The American scale is very simple to use, anything wagyu tagged with the term ‘Beyond Prime’ means that it is anywhere between 21.4% - 56.3% IMF.

 

 

How to cook wagyu

Are you ready for the challenge of cooking a mouthwatering wagyu steak?

 

Here’s what you’ll need:

 

1. Wagyu steak

 


    2. Cast iron pan or another skillet that can withstand high heat


    3. Salt


    4. Thermometer (optional)

       

      The traditional Japanese method:

      Season with salt and pepper several hours before cooking, but don’t overdo it – you want the flavour of beef to shine through. Put in the fridge for a few hours so that through the process of osmosis, the meat absorbs the salt – see here in our salting guide for more information!

       

      Once the meat has been salting for several hours, remove the meat from the fridge and wait about 30 to 45 mins for the wagyu to come to room temperature and then pat dry with a paper towel.

       

      Cut the wagyu into thin strips, about 4 inches long. If there’s some leftover fat you’ve cut off from the steak keep it, as we will use it later.

       

      Now that you’ve prepped, time to cook!

       

      Heat that pan so it’s really hot. You can tell if it’s hot enough when you pour a couple of droplets of water, and they boil off immediately (about 350o-400o).
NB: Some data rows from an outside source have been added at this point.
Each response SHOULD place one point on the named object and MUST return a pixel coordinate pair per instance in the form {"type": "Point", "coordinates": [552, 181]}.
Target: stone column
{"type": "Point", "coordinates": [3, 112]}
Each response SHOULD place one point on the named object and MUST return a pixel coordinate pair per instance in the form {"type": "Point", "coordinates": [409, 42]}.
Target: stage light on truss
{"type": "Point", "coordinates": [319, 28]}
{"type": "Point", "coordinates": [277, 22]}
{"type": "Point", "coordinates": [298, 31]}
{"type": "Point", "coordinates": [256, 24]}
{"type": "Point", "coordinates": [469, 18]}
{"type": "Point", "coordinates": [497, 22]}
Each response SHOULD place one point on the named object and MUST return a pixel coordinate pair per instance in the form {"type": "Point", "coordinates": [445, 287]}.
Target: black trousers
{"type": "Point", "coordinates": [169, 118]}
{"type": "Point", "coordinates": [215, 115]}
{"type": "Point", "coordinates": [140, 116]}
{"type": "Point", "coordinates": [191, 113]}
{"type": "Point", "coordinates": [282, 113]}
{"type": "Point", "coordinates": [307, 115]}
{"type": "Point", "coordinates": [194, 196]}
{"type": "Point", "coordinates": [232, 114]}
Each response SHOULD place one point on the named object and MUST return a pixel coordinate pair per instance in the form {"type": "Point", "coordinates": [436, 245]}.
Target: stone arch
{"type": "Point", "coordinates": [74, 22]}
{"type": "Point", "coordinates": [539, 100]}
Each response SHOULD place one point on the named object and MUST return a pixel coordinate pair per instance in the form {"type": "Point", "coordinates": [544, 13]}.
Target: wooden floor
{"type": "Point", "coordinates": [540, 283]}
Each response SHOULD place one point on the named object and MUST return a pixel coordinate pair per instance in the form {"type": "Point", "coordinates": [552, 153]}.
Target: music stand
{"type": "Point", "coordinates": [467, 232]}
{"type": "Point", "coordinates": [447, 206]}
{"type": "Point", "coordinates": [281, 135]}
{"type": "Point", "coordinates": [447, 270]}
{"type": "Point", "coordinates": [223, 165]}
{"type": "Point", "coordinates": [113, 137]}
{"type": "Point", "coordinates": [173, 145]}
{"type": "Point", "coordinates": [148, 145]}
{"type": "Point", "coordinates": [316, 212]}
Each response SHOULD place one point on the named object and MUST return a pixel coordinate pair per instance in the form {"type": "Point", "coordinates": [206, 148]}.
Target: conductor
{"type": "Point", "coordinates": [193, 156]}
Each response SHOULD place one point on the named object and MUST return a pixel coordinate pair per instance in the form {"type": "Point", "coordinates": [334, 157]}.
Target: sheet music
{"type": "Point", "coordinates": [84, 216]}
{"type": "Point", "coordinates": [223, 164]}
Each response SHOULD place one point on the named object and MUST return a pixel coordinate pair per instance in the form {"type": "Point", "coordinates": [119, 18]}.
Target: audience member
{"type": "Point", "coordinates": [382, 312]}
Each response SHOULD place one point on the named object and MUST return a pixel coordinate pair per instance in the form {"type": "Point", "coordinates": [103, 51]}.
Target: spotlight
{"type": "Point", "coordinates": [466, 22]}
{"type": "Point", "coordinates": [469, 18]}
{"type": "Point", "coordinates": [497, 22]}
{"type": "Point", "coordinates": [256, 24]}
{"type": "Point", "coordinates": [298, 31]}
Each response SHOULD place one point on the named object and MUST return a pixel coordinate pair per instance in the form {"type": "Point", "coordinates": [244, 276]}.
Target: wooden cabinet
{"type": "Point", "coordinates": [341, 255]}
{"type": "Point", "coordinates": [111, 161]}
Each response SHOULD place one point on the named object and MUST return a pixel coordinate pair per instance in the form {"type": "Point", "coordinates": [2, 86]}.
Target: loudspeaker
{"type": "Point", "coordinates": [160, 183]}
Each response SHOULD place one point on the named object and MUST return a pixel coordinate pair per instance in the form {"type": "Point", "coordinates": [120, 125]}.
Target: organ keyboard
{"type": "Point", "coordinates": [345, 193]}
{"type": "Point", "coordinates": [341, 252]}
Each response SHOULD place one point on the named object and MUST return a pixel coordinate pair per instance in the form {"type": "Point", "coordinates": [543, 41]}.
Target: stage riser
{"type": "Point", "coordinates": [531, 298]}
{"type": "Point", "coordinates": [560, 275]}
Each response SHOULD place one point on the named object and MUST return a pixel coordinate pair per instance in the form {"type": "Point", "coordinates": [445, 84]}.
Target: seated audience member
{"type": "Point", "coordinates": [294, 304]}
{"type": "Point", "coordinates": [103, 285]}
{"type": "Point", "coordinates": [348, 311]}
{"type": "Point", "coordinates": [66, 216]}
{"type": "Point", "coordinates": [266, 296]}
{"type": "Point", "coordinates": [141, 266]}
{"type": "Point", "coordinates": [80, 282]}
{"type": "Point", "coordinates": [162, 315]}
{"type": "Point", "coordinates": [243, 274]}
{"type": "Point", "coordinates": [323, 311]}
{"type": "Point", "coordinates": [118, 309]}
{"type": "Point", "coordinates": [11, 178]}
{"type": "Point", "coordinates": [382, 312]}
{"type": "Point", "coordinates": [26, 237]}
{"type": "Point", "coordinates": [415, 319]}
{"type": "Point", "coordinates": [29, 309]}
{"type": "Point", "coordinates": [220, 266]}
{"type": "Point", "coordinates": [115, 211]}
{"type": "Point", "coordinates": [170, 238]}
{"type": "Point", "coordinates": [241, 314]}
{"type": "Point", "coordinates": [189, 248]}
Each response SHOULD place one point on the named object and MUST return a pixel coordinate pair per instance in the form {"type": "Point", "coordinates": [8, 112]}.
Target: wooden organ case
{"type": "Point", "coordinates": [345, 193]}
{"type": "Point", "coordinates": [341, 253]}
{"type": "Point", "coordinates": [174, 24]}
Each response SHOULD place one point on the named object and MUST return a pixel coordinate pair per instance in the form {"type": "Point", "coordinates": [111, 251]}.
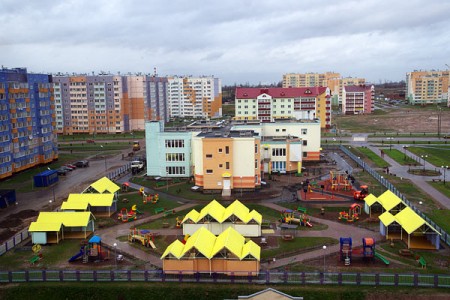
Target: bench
{"type": "Point", "coordinates": [422, 262]}
{"type": "Point", "coordinates": [301, 209]}
{"type": "Point", "coordinates": [160, 183]}
{"type": "Point", "coordinates": [159, 210]}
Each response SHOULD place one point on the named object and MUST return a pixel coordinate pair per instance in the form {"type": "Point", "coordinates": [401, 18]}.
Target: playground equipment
{"type": "Point", "coordinates": [290, 217]}
{"type": "Point", "coordinates": [145, 237]}
{"type": "Point", "coordinates": [92, 251]}
{"type": "Point", "coordinates": [352, 215]}
{"type": "Point", "coordinates": [127, 216]}
{"type": "Point", "coordinates": [360, 195]}
{"type": "Point", "coordinates": [340, 180]}
{"type": "Point", "coordinates": [367, 252]}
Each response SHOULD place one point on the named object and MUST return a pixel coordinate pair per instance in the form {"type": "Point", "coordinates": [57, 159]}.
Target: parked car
{"type": "Point", "coordinates": [82, 164]}
{"type": "Point", "coordinates": [61, 171]}
{"type": "Point", "coordinates": [73, 167]}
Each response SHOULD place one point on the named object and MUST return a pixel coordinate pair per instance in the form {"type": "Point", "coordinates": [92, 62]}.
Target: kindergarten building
{"type": "Point", "coordinates": [218, 219]}
{"type": "Point", "coordinates": [203, 252]}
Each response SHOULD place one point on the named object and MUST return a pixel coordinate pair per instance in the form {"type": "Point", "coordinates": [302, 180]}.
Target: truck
{"type": "Point", "coordinates": [136, 166]}
{"type": "Point", "coordinates": [136, 146]}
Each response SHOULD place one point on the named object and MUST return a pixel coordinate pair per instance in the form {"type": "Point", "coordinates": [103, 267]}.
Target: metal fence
{"type": "Point", "coordinates": [444, 235]}
{"type": "Point", "coordinates": [267, 277]}
{"type": "Point", "coordinates": [14, 241]}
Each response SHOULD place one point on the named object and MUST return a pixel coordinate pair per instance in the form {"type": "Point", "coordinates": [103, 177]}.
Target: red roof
{"type": "Point", "coordinates": [253, 93]}
{"type": "Point", "coordinates": [357, 88]}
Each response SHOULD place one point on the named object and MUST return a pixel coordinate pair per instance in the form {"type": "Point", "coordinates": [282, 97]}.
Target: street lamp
{"type": "Point", "coordinates": [423, 158]}
{"type": "Point", "coordinates": [444, 169]}
{"type": "Point", "coordinates": [115, 255]}
{"type": "Point", "coordinates": [241, 186]}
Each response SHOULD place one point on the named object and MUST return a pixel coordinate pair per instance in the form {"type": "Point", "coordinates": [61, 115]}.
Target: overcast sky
{"type": "Point", "coordinates": [238, 41]}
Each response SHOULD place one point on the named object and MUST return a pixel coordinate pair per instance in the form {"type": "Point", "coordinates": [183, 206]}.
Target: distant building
{"type": "Point", "coordinates": [428, 87]}
{"type": "Point", "coordinates": [332, 80]}
{"type": "Point", "coordinates": [27, 121]}
{"type": "Point", "coordinates": [270, 104]}
{"type": "Point", "coordinates": [194, 97]}
{"type": "Point", "coordinates": [358, 99]}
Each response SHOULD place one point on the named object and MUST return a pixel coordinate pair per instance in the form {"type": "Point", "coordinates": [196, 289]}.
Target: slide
{"type": "Point", "coordinates": [382, 258]}
{"type": "Point", "coordinates": [76, 256]}
{"type": "Point", "coordinates": [152, 245]}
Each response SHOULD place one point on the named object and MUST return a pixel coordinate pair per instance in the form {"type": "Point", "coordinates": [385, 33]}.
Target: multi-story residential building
{"type": "Point", "coordinates": [332, 80]}
{"type": "Point", "coordinates": [108, 103]}
{"type": "Point", "coordinates": [196, 97]}
{"type": "Point", "coordinates": [427, 87]}
{"type": "Point", "coordinates": [270, 104]}
{"type": "Point", "coordinates": [222, 157]}
{"type": "Point", "coordinates": [358, 99]}
{"type": "Point", "coordinates": [308, 79]}
{"type": "Point", "coordinates": [27, 121]}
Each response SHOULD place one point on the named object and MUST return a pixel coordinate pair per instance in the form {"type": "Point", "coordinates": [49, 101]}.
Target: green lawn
{"type": "Point", "coordinates": [369, 154]}
{"type": "Point", "coordinates": [399, 157]}
{"type": "Point", "coordinates": [436, 155]}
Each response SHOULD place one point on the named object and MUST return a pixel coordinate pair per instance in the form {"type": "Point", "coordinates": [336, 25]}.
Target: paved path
{"type": "Point", "coordinates": [419, 181]}
{"type": "Point", "coordinates": [334, 230]}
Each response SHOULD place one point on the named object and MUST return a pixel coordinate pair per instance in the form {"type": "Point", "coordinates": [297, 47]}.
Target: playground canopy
{"type": "Point", "coordinates": [51, 227]}
{"type": "Point", "coordinates": [217, 219]}
{"type": "Point", "coordinates": [225, 253]}
{"type": "Point", "coordinates": [102, 186]}
{"type": "Point", "coordinates": [99, 204]}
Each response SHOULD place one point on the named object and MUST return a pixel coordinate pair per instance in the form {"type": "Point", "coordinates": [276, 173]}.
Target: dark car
{"type": "Point", "coordinates": [82, 164]}
{"type": "Point", "coordinates": [61, 171]}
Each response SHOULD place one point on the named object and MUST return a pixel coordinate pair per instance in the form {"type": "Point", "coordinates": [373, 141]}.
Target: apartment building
{"type": "Point", "coordinates": [104, 103]}
{"type": "Point", "coordinates": [358, 99]}
{"type": "Point", "coordinates": [223, 157]}
{"type": "Point", "coordinates": [428, 87]}
{"type": "Point", "coordinates": [270, 104]}
{"type": "Point", "coordinates": [332, 80]}
{"type": "Point", "coordinates": [27, 121]}
{"type": "Point", "coordinates": [194, 97]}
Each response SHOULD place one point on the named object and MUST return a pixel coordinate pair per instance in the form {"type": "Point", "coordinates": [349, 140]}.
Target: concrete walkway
{"type": "Point", "coordinates": [419, 181]}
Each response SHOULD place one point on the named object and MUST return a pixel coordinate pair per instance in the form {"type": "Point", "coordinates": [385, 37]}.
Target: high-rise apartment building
{"type": "Point", "coordinates": [27, 120]}
{"type": "Point", "coordinates": [196, 97]}
{"type": "Point", "coordinates": [358, 99]}
{"type": "Point", "coordinates": [269, 104]}
{"type": "Point", "coordinates": [98, 104]}
{"type": "Point", "coordinates": [427, 87]}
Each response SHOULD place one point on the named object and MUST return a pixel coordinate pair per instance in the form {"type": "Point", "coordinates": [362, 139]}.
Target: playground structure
{"type": "Point", "coordinates": [145, 237]}
{"type": "Point", "coordinates": [92, 251]}
{"type": "Point", "coordinates": [352, 215]}
{"type": "Point", "coordinates": [288, 216]}
{"type": "Point", "coordinates": [127, 216]}
{"type": "Point", "coordinates": [340, 181]}
{"type": "Point", "coordinates": [361, 194]}
{"type": "Point", "coordinates": [367, 252]}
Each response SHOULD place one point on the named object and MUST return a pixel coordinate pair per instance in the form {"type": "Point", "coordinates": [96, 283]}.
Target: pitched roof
{"type": "Point", "coordinates": [253, 93]}
{"type": "Point", "coordinates": [105, 185]}
{"type": "Point", "coordinates": [52, 221]}
{"type": "Point", "coordinates": [209, 245]}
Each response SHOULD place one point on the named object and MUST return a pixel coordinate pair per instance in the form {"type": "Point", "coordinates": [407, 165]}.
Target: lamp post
{"type": "Point", "coordinates": [423, 158]}
{"type": "Point", "coordinates": [241, 185]}
{"type": "Point", "coordinates": [115, 255]}
{"type": "Point", "coordinates": [444, 169]}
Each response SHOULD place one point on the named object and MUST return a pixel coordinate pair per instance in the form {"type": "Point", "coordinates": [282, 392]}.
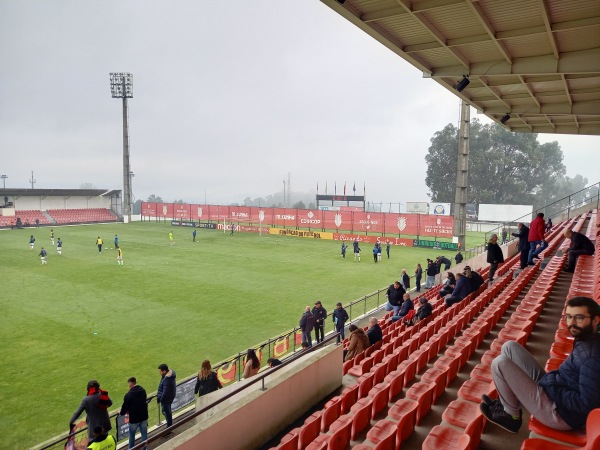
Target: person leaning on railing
{"type": "Point", "coordinates": [207, 380]}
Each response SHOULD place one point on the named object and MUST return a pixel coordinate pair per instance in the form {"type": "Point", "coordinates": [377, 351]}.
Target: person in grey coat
{"type": "Point", "coordinates": [95, 404]}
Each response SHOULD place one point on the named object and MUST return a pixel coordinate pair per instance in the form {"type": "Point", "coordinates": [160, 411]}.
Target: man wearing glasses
{"type": "Point", "coordinates": [560, 399]}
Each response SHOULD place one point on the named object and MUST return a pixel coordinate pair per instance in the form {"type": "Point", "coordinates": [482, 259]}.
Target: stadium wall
{"type": "Point", "coordinates": [253, 416]}
{"type": "Point", "coordinates": [364, 223]}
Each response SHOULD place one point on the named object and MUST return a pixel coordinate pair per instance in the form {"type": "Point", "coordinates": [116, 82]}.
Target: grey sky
{"type": "Point", "coordinates": [229, 96]}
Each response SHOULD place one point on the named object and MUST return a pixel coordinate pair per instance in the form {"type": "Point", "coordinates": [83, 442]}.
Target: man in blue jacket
{"type": "Point", "coordinates": [166, 391]}
{"type": "Point", "coordinates": [560, 399]}
{"type": "Point", "coordinates": [523, 236]}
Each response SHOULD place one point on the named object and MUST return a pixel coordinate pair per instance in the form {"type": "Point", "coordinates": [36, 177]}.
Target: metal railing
{"type": "Point", "coordinates": [259, 378]}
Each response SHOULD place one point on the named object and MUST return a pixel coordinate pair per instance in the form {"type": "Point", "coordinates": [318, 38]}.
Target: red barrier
{"type": "Point", "coordinates": [391, 225]}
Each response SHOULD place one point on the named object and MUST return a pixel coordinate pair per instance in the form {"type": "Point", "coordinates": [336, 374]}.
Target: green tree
{"type": "Point", "coordinates": [504, 167]}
Now that it’s hot, melt that extra fat off the meat in the pan and then place your strips of meat once the fat is melted. If you don’t have any fat, then grease the pan lightly with some butter. Sear the meat for 60 seconds and then flip for another 60 seconds. Then transfer to plate and rest for 5 minutes.

       

      The steak can be served on its own with salt and pepper sprinkled over, or if you need something more filling pair with crunchy vegetables like asparagus or green beans or vegetables that won’t overpower the flavour of meat such as potatoes or sautéed mushrooms.